Bagi rakyat, jalan-jalan ke luar negeri butuh tabungan bertahun-tahun. Bagi DPR, cukup ketok palu anggaran. Hasilnya? Lebih banyak oleh-oleh belanja ketimbang oleh-oleh kebijakan.
Bab 6: Skandal yang Selalu Laris
Drama tak lengkap tanpa skandal. Setya Novanto, mantan Ketua DPR, memberi kita tontonan lengkap: pura-pura sakit, kursi roda, hingga menabrak tiang listrik. Skandal e-KTP yang merugikan negara triliunan rupiah pun berubah jadi komedi tragis penuh plot twist.
Kalau Hollywood mencari aktor drama, DPR bisa jadi pemasok utama. Ada akting sakit, akting lupa, bahkan akting demi rakyat. Saking seringnya skandal, rakyat bingung: jangan-jangan justru yang jujur itulah “oknum”-nya.
Bab 7: Legislasi untuk Kepentingan Siapa?
Ketika UU Minerba 2020 disahkan, banyak yang menilai regulasi itu lebih berpihak pada perusahaan tambang besar ketimbang masyarakat sekitar. Polusi lingkungan, kerusakan alam, hingga konflik tanah seolah jadi catatan kaki yang bisa dilupakan.
DPR dengan gagah berkata, “Kami bekerja untuk rakyat.” Benar, hanya saja rakyat yang dimaksud bernama PT. Rakyat biasa hanya kebagian debu tambang, bukan hasilnya.
Bab 8: Janji Manis, Ingatan Pendek
Sebelum pemilu, janji manis DPR selalu sama: menurunkan harga, menyejahterakan rakyat, menciptakan lapangan kerja. Namun, begitu duduk di kursi empuk Senayan, yang pertama dibahas justru tunjangan.
Tahun 2016, misalnya, DPR menaikkan tunjangan perumahan hingga Rp40 juta per bulan. Rakyat masih berkutat dengan kontrakan sempit, sementara wakilnya sibuk menata rumah dinas. Janji kampanye hanya tahan sampai tinta di jari hilang. Setelah itu, yang diingat hanyalah slip tunjangan.
Bab 9: Panggung Meme Nasional
Kelucuan DPR kerap lahir dari kalimat ngawur. Misalnya, Ribka Tjiptaning dengan ucapan “aspal itu asli tapi palsu.” Atau politisi yang dengan enteng berkata “cari kerja gampang kok di Indonesia.”

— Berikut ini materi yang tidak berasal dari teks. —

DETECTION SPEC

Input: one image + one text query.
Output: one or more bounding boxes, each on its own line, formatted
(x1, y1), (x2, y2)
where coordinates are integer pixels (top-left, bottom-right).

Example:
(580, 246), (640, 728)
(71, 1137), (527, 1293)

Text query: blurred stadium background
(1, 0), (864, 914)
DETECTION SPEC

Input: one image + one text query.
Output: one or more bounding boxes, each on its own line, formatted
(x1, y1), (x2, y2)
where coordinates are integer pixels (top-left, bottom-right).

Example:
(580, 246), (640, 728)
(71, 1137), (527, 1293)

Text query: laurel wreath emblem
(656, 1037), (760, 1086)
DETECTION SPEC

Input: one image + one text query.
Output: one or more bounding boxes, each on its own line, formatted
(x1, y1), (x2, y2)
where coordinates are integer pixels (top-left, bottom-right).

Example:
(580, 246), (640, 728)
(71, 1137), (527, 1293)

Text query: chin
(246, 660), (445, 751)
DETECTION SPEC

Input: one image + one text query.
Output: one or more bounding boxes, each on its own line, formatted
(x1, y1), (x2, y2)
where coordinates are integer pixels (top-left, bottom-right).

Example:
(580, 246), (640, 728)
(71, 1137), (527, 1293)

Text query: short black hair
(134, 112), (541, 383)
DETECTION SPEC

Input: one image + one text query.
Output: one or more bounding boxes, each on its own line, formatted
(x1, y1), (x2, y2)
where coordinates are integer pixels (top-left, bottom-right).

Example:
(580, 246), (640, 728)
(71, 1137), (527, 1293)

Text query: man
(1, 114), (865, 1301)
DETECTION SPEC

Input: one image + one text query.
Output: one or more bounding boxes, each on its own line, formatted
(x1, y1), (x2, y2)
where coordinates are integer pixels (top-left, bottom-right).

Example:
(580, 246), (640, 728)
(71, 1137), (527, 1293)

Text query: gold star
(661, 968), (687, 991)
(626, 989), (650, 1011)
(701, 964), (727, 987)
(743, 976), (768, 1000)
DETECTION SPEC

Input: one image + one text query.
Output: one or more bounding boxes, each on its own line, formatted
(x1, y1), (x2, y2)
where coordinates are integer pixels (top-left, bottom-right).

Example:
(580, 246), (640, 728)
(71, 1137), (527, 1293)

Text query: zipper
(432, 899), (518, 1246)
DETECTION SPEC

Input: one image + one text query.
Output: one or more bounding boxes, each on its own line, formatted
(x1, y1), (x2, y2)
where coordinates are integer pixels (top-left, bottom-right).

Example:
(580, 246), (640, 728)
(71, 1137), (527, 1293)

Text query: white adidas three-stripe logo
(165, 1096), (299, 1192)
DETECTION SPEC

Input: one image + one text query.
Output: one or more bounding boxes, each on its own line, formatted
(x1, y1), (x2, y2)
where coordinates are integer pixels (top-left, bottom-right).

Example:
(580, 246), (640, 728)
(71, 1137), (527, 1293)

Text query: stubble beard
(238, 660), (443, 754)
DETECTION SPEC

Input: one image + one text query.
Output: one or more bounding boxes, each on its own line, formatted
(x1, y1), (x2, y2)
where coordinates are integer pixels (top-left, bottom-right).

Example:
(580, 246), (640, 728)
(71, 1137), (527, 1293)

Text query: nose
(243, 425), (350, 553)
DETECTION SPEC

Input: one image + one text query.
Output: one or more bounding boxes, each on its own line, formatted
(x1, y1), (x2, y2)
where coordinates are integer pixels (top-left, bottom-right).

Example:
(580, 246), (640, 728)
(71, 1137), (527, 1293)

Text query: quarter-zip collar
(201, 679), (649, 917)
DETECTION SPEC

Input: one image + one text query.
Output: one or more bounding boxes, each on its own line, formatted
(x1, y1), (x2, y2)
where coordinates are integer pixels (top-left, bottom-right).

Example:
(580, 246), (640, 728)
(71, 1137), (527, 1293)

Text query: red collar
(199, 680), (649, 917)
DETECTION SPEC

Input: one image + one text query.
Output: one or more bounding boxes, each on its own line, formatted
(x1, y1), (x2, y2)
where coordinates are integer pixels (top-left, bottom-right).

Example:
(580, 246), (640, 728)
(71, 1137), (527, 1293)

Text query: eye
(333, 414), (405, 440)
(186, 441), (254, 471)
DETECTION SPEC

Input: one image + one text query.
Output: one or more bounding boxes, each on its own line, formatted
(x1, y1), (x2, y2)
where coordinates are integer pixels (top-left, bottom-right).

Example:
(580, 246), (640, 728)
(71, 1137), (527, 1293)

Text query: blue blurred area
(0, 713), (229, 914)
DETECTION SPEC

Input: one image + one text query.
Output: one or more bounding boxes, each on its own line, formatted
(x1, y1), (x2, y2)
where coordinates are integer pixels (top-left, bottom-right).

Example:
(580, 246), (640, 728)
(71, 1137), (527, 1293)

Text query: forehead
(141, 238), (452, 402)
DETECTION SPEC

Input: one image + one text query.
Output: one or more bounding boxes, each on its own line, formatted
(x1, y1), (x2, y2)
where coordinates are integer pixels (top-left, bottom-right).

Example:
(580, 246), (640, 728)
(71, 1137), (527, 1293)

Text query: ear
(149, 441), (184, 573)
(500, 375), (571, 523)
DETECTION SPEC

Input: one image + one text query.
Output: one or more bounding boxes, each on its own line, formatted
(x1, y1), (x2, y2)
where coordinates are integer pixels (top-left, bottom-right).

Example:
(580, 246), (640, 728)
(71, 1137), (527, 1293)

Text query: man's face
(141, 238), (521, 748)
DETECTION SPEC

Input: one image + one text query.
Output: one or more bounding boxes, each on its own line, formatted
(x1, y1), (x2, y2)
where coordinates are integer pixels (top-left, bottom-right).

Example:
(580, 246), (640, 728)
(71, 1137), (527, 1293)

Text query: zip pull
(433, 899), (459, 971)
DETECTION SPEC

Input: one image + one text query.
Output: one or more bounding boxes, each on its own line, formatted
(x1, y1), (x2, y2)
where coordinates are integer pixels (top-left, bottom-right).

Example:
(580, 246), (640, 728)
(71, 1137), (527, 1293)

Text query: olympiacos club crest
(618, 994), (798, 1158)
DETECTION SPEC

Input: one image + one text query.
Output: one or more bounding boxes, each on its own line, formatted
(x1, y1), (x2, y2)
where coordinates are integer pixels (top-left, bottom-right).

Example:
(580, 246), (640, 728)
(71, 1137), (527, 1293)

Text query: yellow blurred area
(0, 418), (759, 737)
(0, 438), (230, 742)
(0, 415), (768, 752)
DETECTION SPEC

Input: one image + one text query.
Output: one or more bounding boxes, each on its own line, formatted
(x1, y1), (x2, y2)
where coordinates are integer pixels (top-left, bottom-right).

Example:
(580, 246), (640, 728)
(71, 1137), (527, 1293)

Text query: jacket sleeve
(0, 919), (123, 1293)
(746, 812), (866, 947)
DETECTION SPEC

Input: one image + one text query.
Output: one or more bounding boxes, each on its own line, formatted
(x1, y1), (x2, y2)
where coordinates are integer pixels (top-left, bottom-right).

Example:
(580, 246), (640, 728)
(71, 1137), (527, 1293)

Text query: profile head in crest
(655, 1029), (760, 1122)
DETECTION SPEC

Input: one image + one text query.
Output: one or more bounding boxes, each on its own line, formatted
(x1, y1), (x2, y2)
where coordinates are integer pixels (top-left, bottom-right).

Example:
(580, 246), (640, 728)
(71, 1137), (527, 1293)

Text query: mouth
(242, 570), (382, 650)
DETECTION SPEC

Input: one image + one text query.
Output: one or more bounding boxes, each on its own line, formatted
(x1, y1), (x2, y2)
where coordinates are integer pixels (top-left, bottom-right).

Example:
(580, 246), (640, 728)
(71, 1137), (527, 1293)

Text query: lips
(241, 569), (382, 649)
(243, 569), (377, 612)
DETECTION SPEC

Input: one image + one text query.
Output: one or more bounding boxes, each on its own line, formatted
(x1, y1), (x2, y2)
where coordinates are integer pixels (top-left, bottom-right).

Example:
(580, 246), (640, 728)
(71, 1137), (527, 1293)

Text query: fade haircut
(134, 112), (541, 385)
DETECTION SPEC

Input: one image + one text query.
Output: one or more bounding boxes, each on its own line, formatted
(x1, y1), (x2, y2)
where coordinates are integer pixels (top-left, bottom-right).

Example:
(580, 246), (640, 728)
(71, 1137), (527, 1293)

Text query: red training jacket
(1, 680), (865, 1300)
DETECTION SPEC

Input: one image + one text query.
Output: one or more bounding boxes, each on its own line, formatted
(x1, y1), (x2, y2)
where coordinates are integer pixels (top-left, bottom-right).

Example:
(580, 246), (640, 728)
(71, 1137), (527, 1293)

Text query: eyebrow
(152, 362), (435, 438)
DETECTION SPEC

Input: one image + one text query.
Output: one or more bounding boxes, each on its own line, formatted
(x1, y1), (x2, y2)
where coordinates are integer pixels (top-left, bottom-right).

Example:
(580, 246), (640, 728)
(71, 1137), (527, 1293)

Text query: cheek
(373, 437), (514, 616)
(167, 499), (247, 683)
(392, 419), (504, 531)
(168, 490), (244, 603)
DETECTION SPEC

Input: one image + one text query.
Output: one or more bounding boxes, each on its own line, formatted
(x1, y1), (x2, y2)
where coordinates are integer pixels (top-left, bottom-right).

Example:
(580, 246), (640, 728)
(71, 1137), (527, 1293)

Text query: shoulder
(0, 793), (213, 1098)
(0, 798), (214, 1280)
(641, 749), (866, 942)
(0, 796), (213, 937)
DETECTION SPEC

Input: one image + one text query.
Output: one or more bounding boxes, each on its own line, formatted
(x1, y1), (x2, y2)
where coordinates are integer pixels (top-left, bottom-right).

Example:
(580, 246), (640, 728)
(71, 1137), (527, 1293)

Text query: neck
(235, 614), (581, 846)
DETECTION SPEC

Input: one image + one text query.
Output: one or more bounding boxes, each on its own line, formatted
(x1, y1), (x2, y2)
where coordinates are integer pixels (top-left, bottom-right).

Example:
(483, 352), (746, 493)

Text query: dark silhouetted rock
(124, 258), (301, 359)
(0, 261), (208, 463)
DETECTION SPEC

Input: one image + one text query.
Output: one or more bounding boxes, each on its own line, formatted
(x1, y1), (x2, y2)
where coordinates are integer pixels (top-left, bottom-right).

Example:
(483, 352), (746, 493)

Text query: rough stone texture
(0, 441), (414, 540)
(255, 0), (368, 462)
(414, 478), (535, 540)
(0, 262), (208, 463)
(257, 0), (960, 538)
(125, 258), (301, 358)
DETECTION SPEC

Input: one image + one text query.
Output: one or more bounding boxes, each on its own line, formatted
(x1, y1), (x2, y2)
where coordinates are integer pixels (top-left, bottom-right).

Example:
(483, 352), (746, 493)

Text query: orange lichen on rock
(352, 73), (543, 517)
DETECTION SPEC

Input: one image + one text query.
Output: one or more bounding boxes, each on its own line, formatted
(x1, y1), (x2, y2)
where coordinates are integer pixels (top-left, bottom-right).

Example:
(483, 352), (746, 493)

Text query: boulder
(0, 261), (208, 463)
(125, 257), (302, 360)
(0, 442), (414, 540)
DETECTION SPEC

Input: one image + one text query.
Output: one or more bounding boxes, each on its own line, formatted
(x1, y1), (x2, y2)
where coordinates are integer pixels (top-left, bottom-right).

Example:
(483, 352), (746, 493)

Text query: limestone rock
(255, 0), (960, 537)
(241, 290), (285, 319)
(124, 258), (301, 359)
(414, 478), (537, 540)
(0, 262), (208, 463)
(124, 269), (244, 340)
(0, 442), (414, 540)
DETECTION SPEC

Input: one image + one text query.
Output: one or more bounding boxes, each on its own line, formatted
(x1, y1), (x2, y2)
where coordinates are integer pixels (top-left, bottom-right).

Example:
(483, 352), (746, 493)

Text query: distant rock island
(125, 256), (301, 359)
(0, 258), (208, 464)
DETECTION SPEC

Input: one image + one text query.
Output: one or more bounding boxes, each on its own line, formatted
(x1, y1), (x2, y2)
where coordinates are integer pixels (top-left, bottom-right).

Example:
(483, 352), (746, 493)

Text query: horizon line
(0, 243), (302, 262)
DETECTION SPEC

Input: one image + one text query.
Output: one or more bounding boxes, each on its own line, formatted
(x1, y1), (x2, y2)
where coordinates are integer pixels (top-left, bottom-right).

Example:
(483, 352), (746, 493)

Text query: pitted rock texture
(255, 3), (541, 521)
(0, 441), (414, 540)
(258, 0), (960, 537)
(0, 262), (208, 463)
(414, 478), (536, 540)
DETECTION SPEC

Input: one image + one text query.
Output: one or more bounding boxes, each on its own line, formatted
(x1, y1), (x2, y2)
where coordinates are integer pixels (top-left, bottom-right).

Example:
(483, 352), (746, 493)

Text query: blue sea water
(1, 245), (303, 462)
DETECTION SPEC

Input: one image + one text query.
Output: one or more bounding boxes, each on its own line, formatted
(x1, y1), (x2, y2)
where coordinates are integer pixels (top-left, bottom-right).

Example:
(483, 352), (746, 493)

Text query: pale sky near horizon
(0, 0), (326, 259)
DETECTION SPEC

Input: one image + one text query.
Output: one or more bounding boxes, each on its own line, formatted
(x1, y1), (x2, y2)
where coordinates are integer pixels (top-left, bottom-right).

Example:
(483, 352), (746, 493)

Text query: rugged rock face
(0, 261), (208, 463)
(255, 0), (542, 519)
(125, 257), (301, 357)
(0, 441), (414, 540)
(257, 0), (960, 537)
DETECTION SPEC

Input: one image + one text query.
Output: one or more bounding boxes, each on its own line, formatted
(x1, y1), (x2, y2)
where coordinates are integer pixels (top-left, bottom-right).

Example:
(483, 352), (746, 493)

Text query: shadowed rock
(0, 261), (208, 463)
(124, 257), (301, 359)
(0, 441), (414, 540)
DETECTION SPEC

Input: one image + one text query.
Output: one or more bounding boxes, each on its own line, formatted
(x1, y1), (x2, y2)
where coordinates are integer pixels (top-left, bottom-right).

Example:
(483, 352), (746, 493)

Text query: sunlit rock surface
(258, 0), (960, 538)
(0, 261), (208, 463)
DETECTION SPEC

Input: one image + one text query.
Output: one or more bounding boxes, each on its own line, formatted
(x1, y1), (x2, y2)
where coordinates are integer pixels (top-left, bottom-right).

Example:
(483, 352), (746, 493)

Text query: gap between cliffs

Internet langsung merayakan: meme, parodi video, hingga thread Twitter. Setiap blunder DPR menjadi hiburan kolektif bangsa. Listrik bisa padam, kuota bisa habis, tapi bahan meme dari Senayan tak pernah surut.
Bab 10: Refleksi Pahit-Manis
Dengan semua adegan ini, DPR Indonesia layak disebut sebagai komedi serius yang tak pernah habis episode. Dari tidur siang, absen, studi banding, hingga skandal besar, semuanya jadi tontonan publik.
Bedanya dengan acara televisi, rakyat tidak bisa memilih saluran lain. Tiket sudah dibayar lewat pajak, dan kita wajib menonton lima tahun sekali saat babak baru dimulai.
Ironinya, meski kita sering menertawakan DPR, keputusan mereka nyata memengaruhi hidup kita. Undang-undang yang mereka sahkan bisa menentukan harga sembako, upah buruh, hingga masa depan lingkungan. Komedi ini memang menghibur, tapi juga berbahaya.
Maka tugas kita sebagai rakyat adalah dua: tetap tertawa, agar tidak gila menghadapi absurditas ini; dan tetap kritis, agar komedi ini tidak berubah jadi tragedi permanen.